Good Samaritan laws in 47 states and the District of Columbia now allow anyone to administer naloxone to an overdose victim without fear of repercussion.

The AMA has put into place policy to support additional enactment of community-based programs that offer naloxone. The policy also supports education of healthcare workers and those who abuse opioids about the use of naloxone in preventing overdose deaths.

Take-Home Naloxone 

A change has taken place in response to the opioid epidemic. Researchers at Boston Medical Center (BMC), Rhode Island Hospital and the University of Rhode Island College of Pharmacy have recommended that naloxone be made available widely to further the outreach to underserved populations.  Most states now allow for naloxone to be purchased over the counter.  CVS and Walgreens are the major suppliers.

“We are encountering an unprecedented public health crisis related to opioid abuse and overdose,” said Traci Green, PhD, MSc, deputy director of BMC’s Injury Prevention Center and associate professor of emergency medicine at the Warren Alpert Medical School of Brown University.

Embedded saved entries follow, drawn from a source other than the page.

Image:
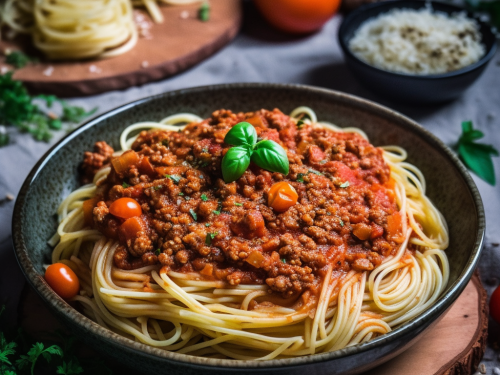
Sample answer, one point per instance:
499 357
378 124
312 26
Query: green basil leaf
478 160
242 134
235 163
466 126
269 155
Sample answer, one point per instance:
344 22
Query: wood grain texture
175 45
454 346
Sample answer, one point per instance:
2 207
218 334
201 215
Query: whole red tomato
495 305
297 16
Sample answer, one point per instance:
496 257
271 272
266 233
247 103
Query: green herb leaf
477 156
210 237
193 214
174 178
204 11
269 155
241 134
235 163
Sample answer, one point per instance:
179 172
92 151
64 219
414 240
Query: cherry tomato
63 280
125 208
495 305
297 16
282 196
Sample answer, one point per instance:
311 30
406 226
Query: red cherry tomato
125 208
282 196
495 305
63 280
297 16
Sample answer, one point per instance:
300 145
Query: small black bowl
408 87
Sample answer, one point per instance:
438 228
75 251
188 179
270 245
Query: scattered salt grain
48 72
94 69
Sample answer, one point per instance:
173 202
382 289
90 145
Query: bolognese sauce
186 218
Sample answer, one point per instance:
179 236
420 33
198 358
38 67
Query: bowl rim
59 306
394 4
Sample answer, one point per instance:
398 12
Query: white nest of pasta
211 318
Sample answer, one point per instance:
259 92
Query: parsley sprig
18 108
477 156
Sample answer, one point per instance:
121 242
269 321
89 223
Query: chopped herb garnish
204 11
477 156
174 178
210 237
18 108
193 214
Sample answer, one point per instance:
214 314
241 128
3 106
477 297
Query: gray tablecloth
260 54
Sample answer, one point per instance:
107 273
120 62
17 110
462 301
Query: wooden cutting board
454 346
180 42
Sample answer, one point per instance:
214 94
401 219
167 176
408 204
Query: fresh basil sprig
266 154
477 156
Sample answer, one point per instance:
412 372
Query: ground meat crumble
195 222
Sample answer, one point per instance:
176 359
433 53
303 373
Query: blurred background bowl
403 87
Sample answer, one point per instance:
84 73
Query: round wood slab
454 346
180 42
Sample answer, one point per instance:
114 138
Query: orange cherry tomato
63 280
282 196
495 305
297 16
125 208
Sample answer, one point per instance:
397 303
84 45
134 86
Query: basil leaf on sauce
235 163
269 155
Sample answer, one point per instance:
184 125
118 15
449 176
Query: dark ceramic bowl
410 88
449 187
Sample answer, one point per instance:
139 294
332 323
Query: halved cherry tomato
297 16
125 208
63 280
282 196
495 305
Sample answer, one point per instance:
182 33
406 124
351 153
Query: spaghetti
185 312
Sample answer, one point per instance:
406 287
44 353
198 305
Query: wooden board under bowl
175 45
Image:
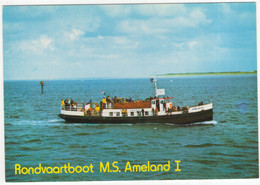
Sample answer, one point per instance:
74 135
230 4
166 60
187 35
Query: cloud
75 34
155 25
116 10
161 10
44 43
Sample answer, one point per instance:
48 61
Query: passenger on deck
200 103
104 101
108 100
97 109
62 103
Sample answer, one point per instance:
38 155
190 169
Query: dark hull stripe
175 119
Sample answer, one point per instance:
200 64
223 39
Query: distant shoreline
210 73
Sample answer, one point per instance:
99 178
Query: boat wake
212 122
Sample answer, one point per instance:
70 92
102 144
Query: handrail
72 108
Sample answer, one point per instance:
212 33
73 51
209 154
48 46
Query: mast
157 92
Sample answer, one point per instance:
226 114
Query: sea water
224 148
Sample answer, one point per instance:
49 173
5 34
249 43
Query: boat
155 109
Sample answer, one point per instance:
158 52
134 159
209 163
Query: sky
127 41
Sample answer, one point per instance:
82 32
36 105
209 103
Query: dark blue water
225 148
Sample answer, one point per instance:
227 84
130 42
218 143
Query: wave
202 145
212 122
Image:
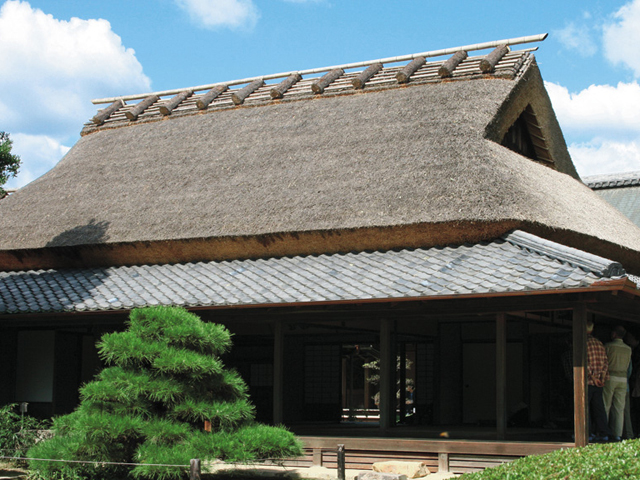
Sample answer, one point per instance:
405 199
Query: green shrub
165 380
612 461
18 433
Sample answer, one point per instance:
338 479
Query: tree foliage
18 433
165 380
9 163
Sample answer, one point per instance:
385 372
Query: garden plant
18 432
164 387
610 461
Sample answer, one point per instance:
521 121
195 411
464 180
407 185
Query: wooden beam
140 107
447 68
319 85
279 90
409 69
105 113
364 76
488 63
386 374
581 428
278 373
501 376
168 107
204 101
241 95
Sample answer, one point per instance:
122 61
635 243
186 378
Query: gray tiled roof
516 262
622 190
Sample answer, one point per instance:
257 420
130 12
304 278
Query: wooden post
241 95
279 90
501 376
580 418
104 114
447 68
194 469
204 101
488 63
317 457
386 374
363 77
443 462
403 381
170 106
409 69
341 462
319 85
278 373
140 107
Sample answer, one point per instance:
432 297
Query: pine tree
165 379
9 163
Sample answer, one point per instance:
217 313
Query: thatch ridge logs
204 101
488 64
168 107
104 114
447 68
141 107
319 85
409 69
240 96
365 76
280 89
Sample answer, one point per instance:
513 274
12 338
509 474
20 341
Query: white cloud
622 37
608 119
578 38
221 13
598 109
51 69
604 156
38 153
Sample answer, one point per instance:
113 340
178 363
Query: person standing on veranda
615 388
597 374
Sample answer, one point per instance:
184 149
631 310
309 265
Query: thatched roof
390 166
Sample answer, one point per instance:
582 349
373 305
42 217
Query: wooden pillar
386 375
501 376
403 381
278 373
580 417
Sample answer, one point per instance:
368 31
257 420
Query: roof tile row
501 266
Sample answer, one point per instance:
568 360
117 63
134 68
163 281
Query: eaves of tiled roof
517 263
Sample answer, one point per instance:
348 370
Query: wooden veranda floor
465 449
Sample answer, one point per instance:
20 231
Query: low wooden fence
455 456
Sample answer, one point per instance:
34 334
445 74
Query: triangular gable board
526 137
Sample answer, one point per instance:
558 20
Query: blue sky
58 55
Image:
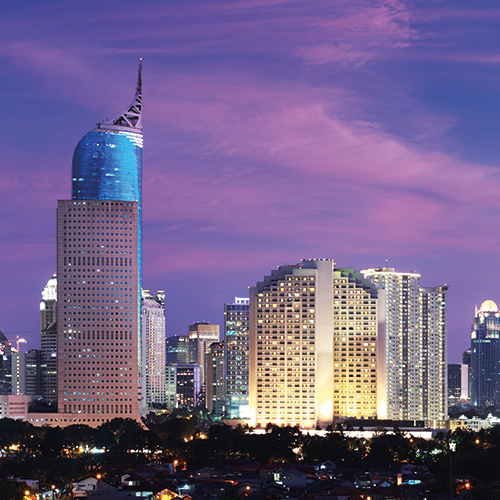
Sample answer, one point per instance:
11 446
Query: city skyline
276 131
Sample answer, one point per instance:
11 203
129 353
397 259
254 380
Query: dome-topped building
488 306
485 356
107 162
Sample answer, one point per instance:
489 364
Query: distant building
313 328
26 373
153 348
236 343
454 382
48 342
5 365
171 386
485 356
178 349
188 378
215 394
201 336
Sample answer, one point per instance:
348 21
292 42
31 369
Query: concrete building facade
153 348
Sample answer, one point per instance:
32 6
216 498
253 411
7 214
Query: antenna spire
130 117
139 80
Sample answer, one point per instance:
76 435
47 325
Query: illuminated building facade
236 343
178 349
215 395
358 373
312 331
416 359
48 342
153 348
188 379
201 336
99 275
485 356
5 365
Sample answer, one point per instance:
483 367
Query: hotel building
314 338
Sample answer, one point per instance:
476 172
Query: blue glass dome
107 165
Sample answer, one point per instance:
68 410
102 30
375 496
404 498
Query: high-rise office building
153 348
416 329
171 386
236 331
99 274
178 349
314 338
485 356
48 342
201 336
188 390
5 365
454 382
215 393
26 373
358 335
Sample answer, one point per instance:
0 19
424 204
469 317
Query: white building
153 348
416 329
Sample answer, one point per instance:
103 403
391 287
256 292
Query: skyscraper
201 335
178 349
153 348
99 274
215 395
403 342
48 342
416 359
433 323
236 331
485 356
314 334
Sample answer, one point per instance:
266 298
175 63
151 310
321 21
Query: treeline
63 454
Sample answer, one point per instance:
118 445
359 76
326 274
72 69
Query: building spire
130 117
139 79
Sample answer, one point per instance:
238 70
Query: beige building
98 310
314 337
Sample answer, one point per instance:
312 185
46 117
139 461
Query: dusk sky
274 130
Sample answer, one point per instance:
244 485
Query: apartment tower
485 356
416 360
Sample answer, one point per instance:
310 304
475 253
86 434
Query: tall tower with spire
99 274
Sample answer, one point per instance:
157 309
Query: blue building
485 357
236 344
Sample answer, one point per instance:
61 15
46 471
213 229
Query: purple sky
274 130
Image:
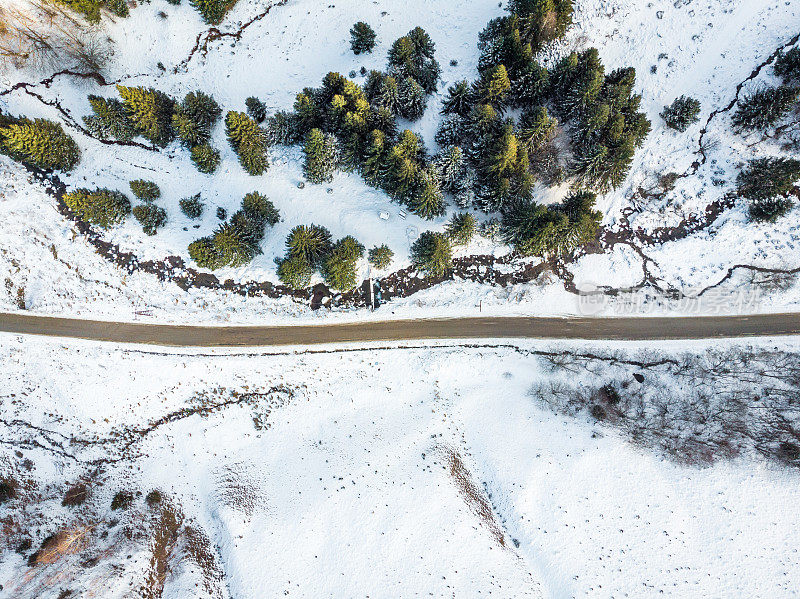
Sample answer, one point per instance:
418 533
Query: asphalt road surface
628 328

Green added, “Given that nearly every community has a pharmacy, there is a tremendous opportunity to help save lives by allowing pharmacists to provide naloxone rescue kits to those at risk for overdose.”

Who Is Backing Over-the-Counter Naloxone? 

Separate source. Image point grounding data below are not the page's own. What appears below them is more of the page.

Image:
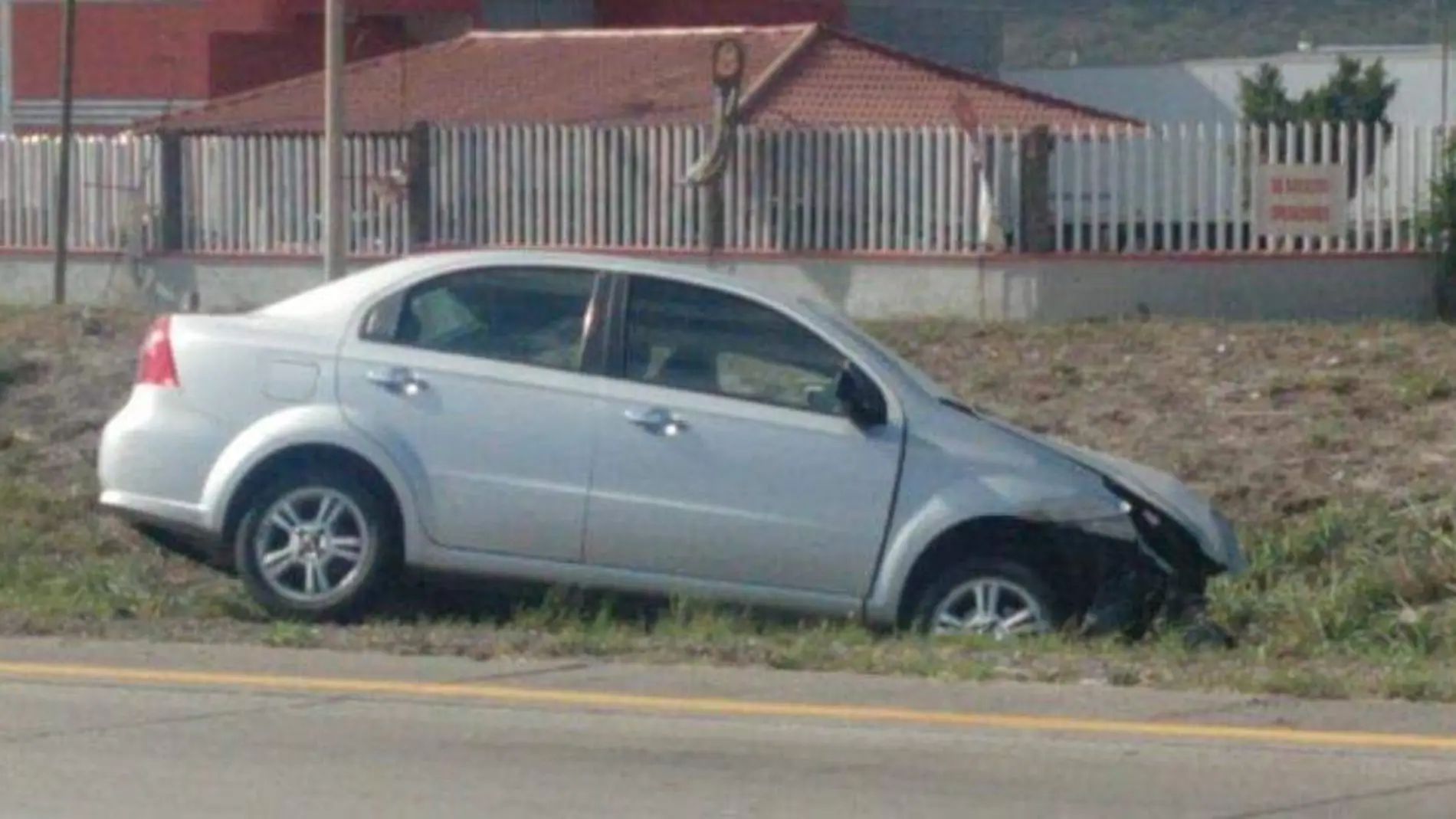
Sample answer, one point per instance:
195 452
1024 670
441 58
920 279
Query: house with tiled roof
797 76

According to Tessie Castillo, advocacy and communications coordinator for the North Carolina Harm Reduction Coalition, “Many medical providers are unwilling to prescribe naloxone because they believe it will encourage a person to use more drugs.”  However, the truth is that saving lives is priority No. 1. Everyone deserves a second chance. And making naloxone available over the counter removes the inconvenience of a doctor’s appointment and the risk of encountering judgment and stigma from medical providers.

U.S. Rep. Michael Burgess, MD, (R-Texas) agrees with Castillo. In April 2015, he spoke before the House Energy and Commerce Committee’s Subcommittee on Oversight and Investigations about widespread opioid abuse.

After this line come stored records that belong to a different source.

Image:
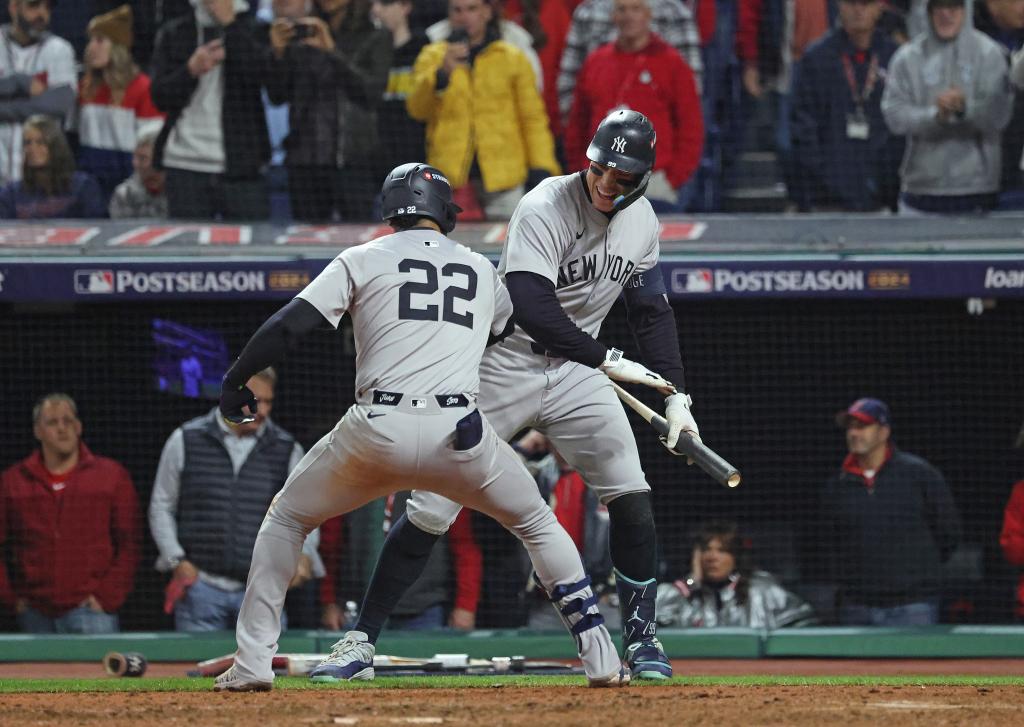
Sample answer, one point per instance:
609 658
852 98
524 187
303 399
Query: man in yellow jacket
485 121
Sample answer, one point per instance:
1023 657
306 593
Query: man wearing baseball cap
894 523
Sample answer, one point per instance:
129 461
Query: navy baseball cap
867 411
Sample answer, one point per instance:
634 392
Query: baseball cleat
646 659
350 659
230 681
617 679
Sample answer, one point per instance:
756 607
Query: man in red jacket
1012 538
70 520
641 72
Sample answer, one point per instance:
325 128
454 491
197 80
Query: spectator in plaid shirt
592 26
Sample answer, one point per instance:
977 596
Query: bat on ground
705 458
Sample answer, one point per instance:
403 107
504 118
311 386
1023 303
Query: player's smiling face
606 185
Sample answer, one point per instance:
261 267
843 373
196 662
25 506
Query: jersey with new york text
422 308
556 232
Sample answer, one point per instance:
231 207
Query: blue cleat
646 659
350 659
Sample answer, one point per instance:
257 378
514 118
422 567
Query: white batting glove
622 369
677 413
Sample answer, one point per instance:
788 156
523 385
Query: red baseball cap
867 411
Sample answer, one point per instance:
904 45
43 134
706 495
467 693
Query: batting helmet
625 140
420 190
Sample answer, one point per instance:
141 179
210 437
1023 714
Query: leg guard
401 561
577 606
643 651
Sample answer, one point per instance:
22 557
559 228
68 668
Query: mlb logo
89 282
697 281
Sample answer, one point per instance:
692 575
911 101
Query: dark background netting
767 378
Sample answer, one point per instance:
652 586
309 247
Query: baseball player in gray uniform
423 309
574 245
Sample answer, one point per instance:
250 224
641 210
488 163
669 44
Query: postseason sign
250 279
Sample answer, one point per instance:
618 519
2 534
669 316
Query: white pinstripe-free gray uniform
422 308
557 233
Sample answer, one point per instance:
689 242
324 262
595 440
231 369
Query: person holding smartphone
331 68
486 125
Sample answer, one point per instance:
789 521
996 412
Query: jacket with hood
960 156
245 139
333 97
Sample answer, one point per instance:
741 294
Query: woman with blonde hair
50 186
115 105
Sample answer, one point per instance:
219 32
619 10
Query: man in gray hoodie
947 91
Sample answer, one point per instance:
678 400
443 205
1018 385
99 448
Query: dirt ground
676 704
534 707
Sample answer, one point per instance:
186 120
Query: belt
393 398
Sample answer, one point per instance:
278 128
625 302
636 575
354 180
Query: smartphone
301 31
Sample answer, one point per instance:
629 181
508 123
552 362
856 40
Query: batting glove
621 369
677 413
233 404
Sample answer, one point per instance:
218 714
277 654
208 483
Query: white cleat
617 679
230 681
350 659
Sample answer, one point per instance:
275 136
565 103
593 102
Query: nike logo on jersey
615 268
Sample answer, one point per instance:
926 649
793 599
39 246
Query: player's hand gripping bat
705 458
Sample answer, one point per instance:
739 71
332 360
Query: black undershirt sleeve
272 340
541 315
653 326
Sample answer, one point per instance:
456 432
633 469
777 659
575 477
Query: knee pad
412 541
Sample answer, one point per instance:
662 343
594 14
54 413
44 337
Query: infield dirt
530 707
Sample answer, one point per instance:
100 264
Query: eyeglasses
626 182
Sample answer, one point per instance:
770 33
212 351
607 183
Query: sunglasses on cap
629 182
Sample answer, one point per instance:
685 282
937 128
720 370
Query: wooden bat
705 458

“If it were available at a 24-hour pharmacy — not saying it could save every life at risk — [but] it could save some. The downside of having it available is what?”

How to Recognize an Opioid Overdose

  • The person may be awake, but is unable to talk
  • They don’t respond when you call their name or shake them
  • Their breathing is very slow, shallow or has stopped
  • Their skin is bluish-purple or grey
  • They may be making loud, uneven snoring or gurgling noises
  • Their lips and fingernails turn blue or purplish-black

The Other Side of the Discussion

Critics of naloxone have said that making it readily accessible will encourage opioid abuse, since it is seen as a safety net. Quite the contrary, according to a study published in the Journal of Urban Health titled, “Naloxone distribution and cardiopulmonary resuscitation training for injection drug users to prevent heroin overdose death: A pilot intervention study.” It explored the lifesaving outcome of timely application.

Existing data on naloxone distribution in community settings does not support the claim that the use of naloxone encourages opioid abuse, according to an article published on the National Center for Biotechnology Information (NCBI) website. In fact, “two studies of naloxone distribution and overdose prevention programs report a reduction in self-reported drug use,” the authors wrote. “In the absence of data that suggest naloxone distribution increases drug use, it is problematic to limit access to take-home naloxone under the assumption that drug users, given an apparent safety valve, will increase their opiate consumption. It is unethical to allow a narrow focus on the harms of drug use to overshadow an opportunity to save human lives.”